For them, the flip side of this claim is that

(T13) it is metaphysically possible for any creatable substance nature to be ontologically dependent upon something else as its subject.

In the Categories, Aristotle advances individual substance things as necessarily primary substances, the ultimate subjects which it is metaphysically impossible to subject to (in the sense of ontologically dependent upon) anything else. Aquinas, Scotus, and Ockham concede that Aristotle not only captures the way things for the most part are. He gives a correct analysis of the metaphysical default position: apart from Divine intervention, individual substance natures will be primary substances and no creature has power to subject them to (make the ontologically dependent upon) anything else. But they reasoned that the case of Incarnation reveals something about individual substance natures that Aristotle was in no position to know: viz., that each and all of them has the metaphysical possibility of being subjected to (made ontologically dependent upon) something else by Divine power. Ockham went on explicitly to draw the conclusion that not only Divine persons, but each and every created individual substance (e.g., Socrates, Beulah the cow, Brownie the donkey, Fido the dog), has the metaphysical possibility of being an “alien” supposit for a created individual substance nature of another kind.

My suggestion is that these metaphysical revisions complicate our semantics. Once it is claimed that not only Aristotelian accidents but individual substance natures can be ontologically dependent, once it is admitted that alien supposition is possible, then one has to relativize the predicates to the substance nature in question: not just “x is F” but “x is F qua N.” Where N is the nature that x cannot exist without, then “x is F qua N” collapses into/entails “x is F.” But where x is an alien supposit of N, “x is F qua N” does not entail “x is F.” Suppose God caused Socrates to assume a bovine nature.
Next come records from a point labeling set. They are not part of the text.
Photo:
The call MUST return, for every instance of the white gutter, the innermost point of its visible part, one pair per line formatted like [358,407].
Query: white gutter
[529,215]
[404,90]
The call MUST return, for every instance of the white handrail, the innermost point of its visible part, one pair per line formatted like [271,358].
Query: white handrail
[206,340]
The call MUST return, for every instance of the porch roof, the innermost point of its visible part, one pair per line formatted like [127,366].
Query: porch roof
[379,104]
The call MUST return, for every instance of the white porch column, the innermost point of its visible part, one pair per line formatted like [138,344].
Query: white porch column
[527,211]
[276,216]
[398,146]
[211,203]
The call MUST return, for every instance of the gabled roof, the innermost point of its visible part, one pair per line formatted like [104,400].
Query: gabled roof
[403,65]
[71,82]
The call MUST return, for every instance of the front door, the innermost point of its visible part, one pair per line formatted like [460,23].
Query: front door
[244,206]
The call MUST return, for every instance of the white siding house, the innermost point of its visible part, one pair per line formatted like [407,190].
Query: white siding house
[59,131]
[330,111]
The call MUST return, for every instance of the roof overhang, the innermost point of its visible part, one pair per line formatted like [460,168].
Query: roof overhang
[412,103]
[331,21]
From “Socrates is rational qua human” we could infer “Socrates is rational simpliciter” because Socrates is essentially human. But from “Socrates is not rational qua bovine” we could not infer “Socrates is not rational simplicity” because Socrates is not essentially a cow but only an alien supposit of the bovine nature. Socrates would really share the same substance-kind — bovinity — with Beulah. Both Socrates and Beulah would be cud-chewers qua bovine. But Socrates would not share with Beulah the predicate “cud-chewer simpliciter” because of the way Socrates possesses bovinity.

14fc9c8ba40dcb4101837830997ef9e8Likewise, “the Divine Word is omniscient qua Divine” entails “the Divine Word is omniscient” because the Divine Word is essentially Divine. But “the Divine Word knows neither the day nor the hour qua human” does not entail “the Divine Word is ignorant simpliciter,” because the Divine Word is an alien supposit of the human nature. This result is not un-Chalcedonian, however, because the difference between valid and invalid inferences from the secundum quid to simpliciter propositions does not reflect the content of the human nature predicated but the different ways in which Socrates and Christ have their natures. Chalcedon requires us to attribute a real human nature — a real human body and a real human soul — to Christ. But Chalcedon also requires us to attribute them to Christ in a different way from the way we attribute them to Socrates. Qualifying the predicates captures the point that the subject is characterized or denominated by the nature for which it is an alien supposit. Since it is not characterized simpliciter, you do not get contradiction — which is the very result we want.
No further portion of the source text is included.